What you currently do is, as mentioned before, removing a value from names list by a given index. so you iterate over k, finds the name Saikat at index 0 and them pop out the item in index 0 in names array, then you find Ananya at index 1 on k but now, after the removal of the previous name from names, it's index is now on 0 in names which causes an invalid removal. therefore you should either reverse-iterate those lists or just remove by value as suggested.

Answer 3

Instead of

names.pop(i)

Use

names.pop(names.index(k[i]))

Answer 4

This is a tricky thing to do in multi-dimensional array.

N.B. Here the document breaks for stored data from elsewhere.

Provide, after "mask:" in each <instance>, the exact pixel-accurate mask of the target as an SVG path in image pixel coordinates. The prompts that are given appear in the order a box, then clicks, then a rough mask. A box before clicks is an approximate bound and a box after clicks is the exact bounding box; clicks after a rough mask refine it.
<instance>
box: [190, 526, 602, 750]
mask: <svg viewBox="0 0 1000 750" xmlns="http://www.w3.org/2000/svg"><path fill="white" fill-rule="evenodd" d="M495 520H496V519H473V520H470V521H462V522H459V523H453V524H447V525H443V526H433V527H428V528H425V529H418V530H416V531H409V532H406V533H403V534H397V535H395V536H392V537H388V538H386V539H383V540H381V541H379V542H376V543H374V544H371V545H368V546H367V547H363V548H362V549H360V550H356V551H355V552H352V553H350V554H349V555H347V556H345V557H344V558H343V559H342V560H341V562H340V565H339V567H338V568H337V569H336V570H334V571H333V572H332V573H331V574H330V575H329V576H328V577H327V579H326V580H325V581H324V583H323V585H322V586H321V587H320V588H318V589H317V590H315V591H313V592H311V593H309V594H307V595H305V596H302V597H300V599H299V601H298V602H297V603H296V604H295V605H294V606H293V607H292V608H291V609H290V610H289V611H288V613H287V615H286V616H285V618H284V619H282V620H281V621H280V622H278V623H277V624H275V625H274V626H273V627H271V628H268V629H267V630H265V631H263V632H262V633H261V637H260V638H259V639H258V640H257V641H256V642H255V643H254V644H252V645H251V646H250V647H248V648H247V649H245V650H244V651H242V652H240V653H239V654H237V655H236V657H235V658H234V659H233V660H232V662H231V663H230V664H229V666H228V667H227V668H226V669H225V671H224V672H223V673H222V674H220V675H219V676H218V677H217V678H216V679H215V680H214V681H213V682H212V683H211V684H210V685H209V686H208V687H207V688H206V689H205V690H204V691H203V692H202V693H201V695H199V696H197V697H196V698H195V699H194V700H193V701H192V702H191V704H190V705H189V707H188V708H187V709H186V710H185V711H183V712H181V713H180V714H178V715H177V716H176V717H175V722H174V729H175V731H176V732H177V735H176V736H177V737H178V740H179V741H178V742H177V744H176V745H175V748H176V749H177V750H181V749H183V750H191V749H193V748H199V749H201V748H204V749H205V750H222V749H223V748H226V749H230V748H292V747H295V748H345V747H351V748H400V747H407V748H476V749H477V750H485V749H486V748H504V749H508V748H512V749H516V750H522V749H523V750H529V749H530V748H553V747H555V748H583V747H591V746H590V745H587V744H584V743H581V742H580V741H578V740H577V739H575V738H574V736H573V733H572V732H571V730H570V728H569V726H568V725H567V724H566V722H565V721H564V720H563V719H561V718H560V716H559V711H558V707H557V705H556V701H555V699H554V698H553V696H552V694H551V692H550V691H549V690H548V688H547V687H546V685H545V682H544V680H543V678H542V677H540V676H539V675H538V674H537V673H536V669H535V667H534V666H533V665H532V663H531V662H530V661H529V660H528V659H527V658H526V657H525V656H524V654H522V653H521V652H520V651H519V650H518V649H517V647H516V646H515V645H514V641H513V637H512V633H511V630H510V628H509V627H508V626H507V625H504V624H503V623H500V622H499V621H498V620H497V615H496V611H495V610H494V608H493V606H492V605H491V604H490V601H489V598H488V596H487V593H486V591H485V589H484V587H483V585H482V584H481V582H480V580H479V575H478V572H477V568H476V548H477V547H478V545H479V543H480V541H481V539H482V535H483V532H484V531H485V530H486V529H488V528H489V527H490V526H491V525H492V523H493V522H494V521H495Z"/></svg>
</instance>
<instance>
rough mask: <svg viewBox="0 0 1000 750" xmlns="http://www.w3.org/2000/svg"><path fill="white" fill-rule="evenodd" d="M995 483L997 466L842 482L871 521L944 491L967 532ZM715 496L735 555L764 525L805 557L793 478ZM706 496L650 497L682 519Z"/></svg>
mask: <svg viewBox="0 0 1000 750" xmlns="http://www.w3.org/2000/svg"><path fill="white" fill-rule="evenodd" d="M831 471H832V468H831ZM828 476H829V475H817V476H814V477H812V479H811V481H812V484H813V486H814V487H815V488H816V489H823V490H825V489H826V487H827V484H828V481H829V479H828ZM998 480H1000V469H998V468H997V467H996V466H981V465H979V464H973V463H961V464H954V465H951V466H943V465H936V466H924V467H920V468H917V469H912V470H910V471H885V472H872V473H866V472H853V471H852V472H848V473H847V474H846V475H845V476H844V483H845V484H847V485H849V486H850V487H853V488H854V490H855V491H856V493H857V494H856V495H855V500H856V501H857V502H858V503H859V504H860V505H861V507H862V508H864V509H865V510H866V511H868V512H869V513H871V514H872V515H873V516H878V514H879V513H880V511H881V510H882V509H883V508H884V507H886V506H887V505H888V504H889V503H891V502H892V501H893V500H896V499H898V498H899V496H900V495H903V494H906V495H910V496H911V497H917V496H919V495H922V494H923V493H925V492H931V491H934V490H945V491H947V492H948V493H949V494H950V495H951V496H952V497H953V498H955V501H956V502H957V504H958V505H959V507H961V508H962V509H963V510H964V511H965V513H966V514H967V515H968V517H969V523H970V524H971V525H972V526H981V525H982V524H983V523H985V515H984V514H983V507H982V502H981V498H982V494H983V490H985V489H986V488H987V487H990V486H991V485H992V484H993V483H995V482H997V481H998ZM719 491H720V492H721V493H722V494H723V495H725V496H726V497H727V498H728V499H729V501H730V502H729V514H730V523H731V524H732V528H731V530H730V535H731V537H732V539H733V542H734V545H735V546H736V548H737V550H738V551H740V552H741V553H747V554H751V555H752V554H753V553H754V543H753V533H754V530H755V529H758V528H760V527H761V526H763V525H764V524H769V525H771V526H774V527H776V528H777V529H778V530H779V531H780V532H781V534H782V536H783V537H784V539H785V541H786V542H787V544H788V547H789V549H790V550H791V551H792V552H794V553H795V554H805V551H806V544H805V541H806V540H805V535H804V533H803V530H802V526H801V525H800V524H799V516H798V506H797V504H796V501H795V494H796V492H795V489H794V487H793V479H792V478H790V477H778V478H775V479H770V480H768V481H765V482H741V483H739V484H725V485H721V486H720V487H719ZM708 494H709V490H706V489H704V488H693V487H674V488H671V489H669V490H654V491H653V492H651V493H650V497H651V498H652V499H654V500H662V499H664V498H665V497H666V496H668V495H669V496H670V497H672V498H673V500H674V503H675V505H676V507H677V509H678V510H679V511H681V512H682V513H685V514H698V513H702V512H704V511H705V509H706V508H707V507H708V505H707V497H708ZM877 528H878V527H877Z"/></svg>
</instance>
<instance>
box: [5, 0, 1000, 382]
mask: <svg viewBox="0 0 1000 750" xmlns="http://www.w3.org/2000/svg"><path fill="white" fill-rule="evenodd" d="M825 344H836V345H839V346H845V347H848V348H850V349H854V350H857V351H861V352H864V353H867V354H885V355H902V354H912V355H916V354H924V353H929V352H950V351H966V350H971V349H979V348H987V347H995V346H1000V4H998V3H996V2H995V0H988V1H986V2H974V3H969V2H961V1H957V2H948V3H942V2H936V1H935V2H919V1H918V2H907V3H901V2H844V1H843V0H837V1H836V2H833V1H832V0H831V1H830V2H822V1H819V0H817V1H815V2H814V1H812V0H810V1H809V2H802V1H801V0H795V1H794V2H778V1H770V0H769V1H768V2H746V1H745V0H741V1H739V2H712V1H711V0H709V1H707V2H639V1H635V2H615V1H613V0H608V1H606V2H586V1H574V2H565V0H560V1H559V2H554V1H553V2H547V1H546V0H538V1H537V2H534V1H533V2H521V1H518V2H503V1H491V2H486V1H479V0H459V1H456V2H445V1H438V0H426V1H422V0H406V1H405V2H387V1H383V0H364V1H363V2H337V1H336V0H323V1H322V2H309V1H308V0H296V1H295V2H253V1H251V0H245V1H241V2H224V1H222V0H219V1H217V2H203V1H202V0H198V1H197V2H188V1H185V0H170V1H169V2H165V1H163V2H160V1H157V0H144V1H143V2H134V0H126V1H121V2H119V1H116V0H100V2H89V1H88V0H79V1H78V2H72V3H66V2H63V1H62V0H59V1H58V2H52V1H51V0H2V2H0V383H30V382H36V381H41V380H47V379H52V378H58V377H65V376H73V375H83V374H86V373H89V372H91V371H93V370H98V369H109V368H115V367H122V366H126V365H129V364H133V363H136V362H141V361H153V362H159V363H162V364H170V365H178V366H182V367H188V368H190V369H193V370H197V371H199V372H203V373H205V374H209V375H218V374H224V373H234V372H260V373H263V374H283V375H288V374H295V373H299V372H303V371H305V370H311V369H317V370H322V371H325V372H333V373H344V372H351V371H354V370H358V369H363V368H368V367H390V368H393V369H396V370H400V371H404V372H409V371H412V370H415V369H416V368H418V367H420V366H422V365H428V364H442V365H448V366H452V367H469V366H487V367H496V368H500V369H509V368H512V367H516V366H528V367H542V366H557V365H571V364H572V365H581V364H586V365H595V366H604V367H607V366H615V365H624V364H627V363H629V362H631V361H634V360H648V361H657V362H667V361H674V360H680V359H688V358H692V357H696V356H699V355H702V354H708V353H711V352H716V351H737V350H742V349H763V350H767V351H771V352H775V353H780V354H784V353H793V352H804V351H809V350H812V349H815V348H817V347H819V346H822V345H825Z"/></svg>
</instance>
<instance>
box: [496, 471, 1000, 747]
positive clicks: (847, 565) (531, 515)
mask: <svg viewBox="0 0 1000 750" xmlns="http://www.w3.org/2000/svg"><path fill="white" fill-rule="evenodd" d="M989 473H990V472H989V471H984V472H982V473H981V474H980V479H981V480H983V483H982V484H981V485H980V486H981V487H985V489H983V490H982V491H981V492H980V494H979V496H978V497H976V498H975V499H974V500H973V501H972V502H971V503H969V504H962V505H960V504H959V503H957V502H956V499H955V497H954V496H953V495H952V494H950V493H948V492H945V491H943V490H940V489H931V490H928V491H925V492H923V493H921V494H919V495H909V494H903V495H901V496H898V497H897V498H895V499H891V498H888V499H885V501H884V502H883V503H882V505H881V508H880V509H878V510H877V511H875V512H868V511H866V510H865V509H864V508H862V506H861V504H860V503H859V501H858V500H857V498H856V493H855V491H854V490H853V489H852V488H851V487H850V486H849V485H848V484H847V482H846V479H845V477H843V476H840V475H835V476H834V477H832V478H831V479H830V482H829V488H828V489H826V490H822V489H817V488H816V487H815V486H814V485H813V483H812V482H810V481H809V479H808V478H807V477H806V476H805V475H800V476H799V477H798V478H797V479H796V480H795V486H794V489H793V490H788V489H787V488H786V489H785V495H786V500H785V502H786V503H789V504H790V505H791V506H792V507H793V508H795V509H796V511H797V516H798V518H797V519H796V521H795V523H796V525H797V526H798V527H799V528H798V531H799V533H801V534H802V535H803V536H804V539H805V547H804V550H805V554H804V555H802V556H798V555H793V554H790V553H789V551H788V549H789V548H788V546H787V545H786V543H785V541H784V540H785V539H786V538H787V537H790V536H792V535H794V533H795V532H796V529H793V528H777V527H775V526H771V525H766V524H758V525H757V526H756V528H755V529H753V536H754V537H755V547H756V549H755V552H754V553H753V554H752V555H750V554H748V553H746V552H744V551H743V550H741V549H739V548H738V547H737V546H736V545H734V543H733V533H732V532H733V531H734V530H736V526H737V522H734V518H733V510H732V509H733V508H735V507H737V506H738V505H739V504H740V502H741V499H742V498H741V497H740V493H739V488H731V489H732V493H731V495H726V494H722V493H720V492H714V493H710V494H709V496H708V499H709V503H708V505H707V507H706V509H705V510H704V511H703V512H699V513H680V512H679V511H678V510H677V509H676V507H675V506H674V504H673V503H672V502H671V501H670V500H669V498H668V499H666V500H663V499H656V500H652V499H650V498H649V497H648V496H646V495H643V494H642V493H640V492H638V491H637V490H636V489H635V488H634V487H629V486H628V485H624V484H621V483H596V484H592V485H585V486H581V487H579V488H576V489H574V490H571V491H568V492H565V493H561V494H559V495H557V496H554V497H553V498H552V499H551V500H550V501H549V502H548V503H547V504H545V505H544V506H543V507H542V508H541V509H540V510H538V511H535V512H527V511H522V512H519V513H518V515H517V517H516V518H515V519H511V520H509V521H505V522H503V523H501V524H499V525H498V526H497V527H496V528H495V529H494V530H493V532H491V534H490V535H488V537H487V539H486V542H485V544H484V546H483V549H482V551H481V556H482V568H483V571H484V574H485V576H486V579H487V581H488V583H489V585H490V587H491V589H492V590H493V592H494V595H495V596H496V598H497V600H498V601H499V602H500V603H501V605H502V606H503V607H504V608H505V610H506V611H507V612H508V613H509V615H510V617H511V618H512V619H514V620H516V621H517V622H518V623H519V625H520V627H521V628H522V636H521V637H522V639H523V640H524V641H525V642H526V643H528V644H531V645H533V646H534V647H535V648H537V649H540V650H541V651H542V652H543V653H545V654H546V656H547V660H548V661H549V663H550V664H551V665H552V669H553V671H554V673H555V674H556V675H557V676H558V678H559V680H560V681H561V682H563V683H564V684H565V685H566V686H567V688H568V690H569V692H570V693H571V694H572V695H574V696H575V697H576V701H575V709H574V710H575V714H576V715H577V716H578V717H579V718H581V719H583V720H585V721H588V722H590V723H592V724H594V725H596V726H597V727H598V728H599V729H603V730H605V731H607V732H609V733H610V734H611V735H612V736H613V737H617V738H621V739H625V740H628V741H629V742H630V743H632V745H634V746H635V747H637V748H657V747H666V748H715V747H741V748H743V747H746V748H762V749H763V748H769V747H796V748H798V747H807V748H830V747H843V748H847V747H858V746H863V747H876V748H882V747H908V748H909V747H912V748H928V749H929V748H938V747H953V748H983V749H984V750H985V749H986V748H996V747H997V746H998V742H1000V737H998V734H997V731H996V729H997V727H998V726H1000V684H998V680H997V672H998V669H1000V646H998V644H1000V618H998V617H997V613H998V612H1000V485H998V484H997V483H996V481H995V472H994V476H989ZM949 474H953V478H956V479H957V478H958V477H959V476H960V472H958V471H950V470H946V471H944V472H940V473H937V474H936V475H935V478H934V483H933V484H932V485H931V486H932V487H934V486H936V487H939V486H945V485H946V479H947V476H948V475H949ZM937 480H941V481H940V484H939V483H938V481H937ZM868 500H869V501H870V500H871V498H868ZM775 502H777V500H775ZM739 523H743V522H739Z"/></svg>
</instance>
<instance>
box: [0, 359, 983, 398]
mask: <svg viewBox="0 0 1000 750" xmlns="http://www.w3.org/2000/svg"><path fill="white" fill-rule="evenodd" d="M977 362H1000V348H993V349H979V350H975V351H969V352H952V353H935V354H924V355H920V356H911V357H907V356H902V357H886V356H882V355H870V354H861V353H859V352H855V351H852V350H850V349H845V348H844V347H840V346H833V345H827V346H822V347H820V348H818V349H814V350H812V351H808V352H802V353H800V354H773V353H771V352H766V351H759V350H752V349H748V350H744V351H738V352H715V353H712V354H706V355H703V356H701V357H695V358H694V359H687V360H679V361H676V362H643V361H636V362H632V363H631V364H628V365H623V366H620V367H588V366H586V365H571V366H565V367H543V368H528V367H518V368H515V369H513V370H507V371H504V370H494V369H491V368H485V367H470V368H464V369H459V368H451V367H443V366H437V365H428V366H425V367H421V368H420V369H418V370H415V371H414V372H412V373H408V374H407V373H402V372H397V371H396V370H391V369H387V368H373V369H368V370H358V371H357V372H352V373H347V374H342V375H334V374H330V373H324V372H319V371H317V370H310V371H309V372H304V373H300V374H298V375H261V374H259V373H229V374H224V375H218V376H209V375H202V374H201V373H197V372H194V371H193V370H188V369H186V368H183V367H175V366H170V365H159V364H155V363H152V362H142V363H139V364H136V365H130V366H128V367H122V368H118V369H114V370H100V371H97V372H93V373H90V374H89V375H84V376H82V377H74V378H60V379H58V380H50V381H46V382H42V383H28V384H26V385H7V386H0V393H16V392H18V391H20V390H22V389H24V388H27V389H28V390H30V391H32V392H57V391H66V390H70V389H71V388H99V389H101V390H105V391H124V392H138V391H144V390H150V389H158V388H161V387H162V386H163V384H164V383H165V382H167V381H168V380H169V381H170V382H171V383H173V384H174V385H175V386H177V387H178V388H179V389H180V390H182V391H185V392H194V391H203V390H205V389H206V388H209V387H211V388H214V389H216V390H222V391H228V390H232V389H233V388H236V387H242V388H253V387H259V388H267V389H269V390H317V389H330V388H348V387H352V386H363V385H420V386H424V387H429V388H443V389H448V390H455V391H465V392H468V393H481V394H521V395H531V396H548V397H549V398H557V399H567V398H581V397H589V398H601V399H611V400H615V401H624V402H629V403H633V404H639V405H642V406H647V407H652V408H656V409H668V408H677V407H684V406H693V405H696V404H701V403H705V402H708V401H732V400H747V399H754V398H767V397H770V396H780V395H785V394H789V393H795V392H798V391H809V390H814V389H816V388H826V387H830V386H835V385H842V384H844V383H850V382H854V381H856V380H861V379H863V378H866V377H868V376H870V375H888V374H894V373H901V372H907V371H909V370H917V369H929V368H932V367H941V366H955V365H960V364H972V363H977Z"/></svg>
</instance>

When trying to remove elements from a list when it is reiterating will mess up the indices. You can read this To understand how. It gets trickier when dealing with 2-dimensional arrays. However, I managed to solve this with two steps. First from you're main problem

app_list = [["saikat","male"],["ananya","female"],["sam","male"], 
["joe","male"]]
k= ["Sam","joe"]
for i in (app_list):
        print(i[0])
        if i[0] in k:
            app_list.remove(i)

you are looping a 2-dimensional array and checking it with a single-Dimensional array, again, this will cause problems with the indices. What you need to do is take out the main elements from the list with which you going to compare. In this case the names(like Saikat,Ananya etc...) in app-list, and turn them into a separate list.

x = []
for i in app_list:
    print(i[0])
    x.append(i[0])
    print(x)

Once you have X List with the main elements for comparison with the counter-part K which you are using to compare with you need to see IF NOT the elements are in K. And it's best to use List comprehension here to keep it concise.

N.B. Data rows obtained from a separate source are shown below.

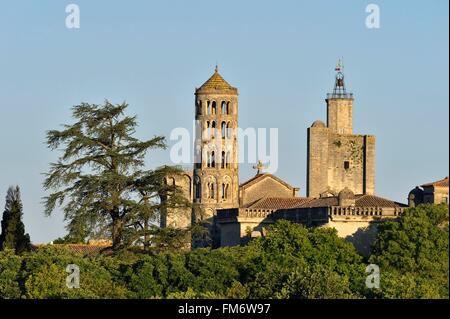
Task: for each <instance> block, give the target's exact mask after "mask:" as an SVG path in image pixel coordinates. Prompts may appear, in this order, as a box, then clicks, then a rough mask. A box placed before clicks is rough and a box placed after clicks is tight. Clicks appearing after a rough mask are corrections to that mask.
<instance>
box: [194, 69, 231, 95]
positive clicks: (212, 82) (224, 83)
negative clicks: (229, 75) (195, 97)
mask: <svg viewBox="0 0 450 319" xmlns="http://www.w3.org/2000/svg"><path fill="white" fill-rule="evenodd" d="M209 90H218V91H231V92H233V93H236V92H237V89H236V88H235V87H232V86H231V85H230V84H229V83H228V82H227V81H225V79H224V78H223V77H222V76H221V75H220V74H219V72H218V70H217V68H216V71H215V72H214V74H213V75H212V76H211V77H210V78H209V79H208V81H206V82H205V83H204V84H203V85H202V86H201V87H200V88H199V89H197V92H199V91H209Z"/></svg>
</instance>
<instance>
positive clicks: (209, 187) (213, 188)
mask: <svg viewBox="0 0 450 319" xmlns="http://www.w3.org/2000/svg"><path fill="white" fill-rule="evenodd" d="M215 188H216V187H215V184H214V182H210V183H209V198H211V199H214V193H215V191H216V190H215Z"/></svg>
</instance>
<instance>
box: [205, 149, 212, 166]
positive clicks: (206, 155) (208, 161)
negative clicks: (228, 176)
mask: <svg viewBox="0 0 450 319" xmlns="http://www.w3.org/2000/svg"><path fill="white" fill-rule="evenodd" d="M211 159H212V158H211V153H210V152H206V167H211V163H212V161H211Z"/></svg>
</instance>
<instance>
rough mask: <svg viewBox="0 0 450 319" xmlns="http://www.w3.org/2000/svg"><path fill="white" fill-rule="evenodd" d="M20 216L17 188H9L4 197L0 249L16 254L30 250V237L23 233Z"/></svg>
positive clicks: (22, 228)
mask: <svg viewBox="0 0 450 319" xmlns="http://www.w3.org/2000/svg"><path fill="white" fill-rule="evenodd" d="M22 215H23V212H22V200H21V199H20V189H19V186H16V187H12V186H11V187H10V188H9V189H8V193H7V195H6V205H5V211H4V212H3V219H2V222H1V230H2V232H1V234H0V249H2V250H4V249H14V250H15V251H16V253H17V254H20V253H22V252H24V251H26V250H29V249H30V247H31V243H30V236H29V235H28V234H26V233H25V225H24V224H23V222H22Z"/></svg>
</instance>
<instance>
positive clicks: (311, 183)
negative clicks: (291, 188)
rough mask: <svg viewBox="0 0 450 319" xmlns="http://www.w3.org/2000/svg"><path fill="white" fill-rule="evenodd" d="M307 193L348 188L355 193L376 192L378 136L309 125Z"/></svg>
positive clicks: (360, 193) (319, 191) (316, 192)
mask: <svg viewBox="0 0 450 319" xmlns="http://www.w3.org/2000/svg"><path fill="white" fill-rule="evenodd" d="M307 163H308V173H307V175H308V176H307V183H308V185H307V196H308V197H319V196H320V194H321V193H323V192H326V191H328V190H331V191H332V192H334V193H338V192H339V191H341V190H342V189H344V188H345V187H347V188H349V189H350V190H351V191H352V192H354V193H355V194H374V192H375V137H374V136H370V135H353V134H338V133H334V132H333V131H331V130H330V129H329V128H326V127H314V126H313V127H310V128H308V161H307Z"/></svg>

print([Elements for Elements in x if Elements not in k ])

Elements here is the variable where the list of values that are Not in K is stored and displayed. Else I don't think you can remove a list from 2d-array by another List unless you do it individually.

Answer 5

If your aim is only to remove k list elements from the names list, an alternative solution is to use set: the difference between two sets corresponds to removing the intersecting elements.

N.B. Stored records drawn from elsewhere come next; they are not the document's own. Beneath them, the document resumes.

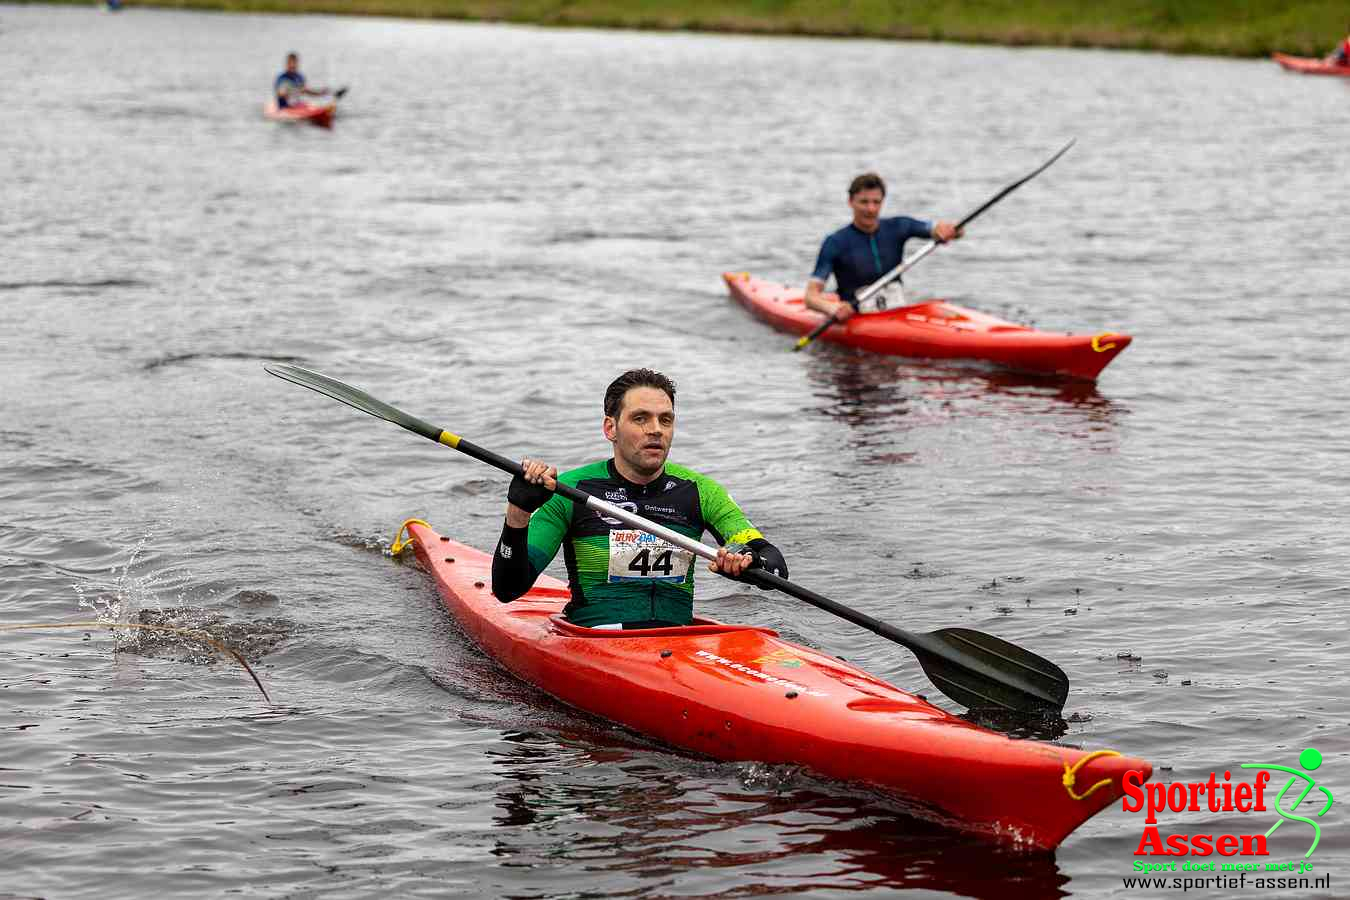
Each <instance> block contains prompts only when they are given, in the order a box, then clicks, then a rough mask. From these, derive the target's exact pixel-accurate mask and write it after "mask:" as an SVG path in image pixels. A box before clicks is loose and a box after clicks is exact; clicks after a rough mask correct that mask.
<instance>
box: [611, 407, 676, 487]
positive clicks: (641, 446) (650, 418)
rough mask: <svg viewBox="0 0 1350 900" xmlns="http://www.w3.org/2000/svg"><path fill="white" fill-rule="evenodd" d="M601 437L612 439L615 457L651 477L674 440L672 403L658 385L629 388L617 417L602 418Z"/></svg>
mask: <svg viewBox="0 0 1350 900" xmlns="http://www.w3.org/2000/svg"><path fill="white" fill-rule="evenodd" d="M605 437H607V439H609V440H610V441H613V444H614V456H616V457H617V459H621V460H624V461H625V463H626V464H628V466H629V468H632V470H633V471H636V472H639V474H641V475H644V476H655V475H657V474H659V472H660V471H661V468H663V467H664V466H666V457H667V456H670V452H671V441H674V440H675V405H674V403H672V402H671V398H670V397H667V395H666V391H663V390H660V389H659V387H629V389H628V393H626V394H624V403H622V406H621V407H620V410H618V418H613V417H610V416H606V417H605Z"/></svg>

result = set(k) - set(names)
print(result)

>>> Sam

NB A property of set structure is that it has no duplicates. For example:

mylist = ["ada","luke","ada"]
print(set(mylist))
>>> ada luke

• Set operations are fast compared to other list loop methods (more about this here)
• Read the docs

Answer 6

I'd suggest you debug your code printing out each step, this helps a lot learning by yourself, for example:

k = ["Saikat","Ananya"]
names = ["Saikat","Ananya","Sam"]

for i in range (0,len(k)):
    print('names: ', names)
    print('i:', i)
    if k[i] in names:
        print('k[i]: ', k[i])
        print('names.pop(i): ', names.pop(i))
    print('-'*30)
print('names: ', names)
print('-'*50)

Which results in:

# names:  ['Saikat', 'Ananya', 'Sam']
# i: 0
# k[i]:  Saikat
# names.pop(i):  Saikat
# ------------------------------
# names:  ['Ananya', 'Sam']
# i: 1
# k[i]:  Ananya
# names.pop(i):  Sam
# ------------------------------
# names:  ['Ananya']
# --------------------------------------------------

As you can see, the list kinda "rotates/shifts" and you are shooting at the wrong element.

---

One fix is for example How to remove the first Item from a list?, so use names.pop(0) instead:

k = ["Saikat","Ananya"]
names = ["Saikat","Ananya","Sam"]

for i in range (0,len(k)):
    print('names: ', names)
    print('i:', i)
    if k[i] in names:
        print('k[i]: ', k[i])
        print('names.pop(0): ', names.pop(0))
    print('-'*30)
print('names: ', names)
print('-'*50)

Where the result is:

# names:  ['Saikat', 'Ananya', 'Sam']
# i: 0
# k[i]:  Saikat
# names.pop(0):  Saikat
# ------------------------------
# names:  ['Ananya', 'Sam']
# i: 1
# k[i]:  Ananya
# names.pop(0):  Ananya
# ------------------------------
# names:  ['Sam']
# --------------------------------------------------

---

Important Note

It works just because this is a very special case where k == names[:-1]. Good for learning. For a most general case you need to take a different approach, as many answered in this thread.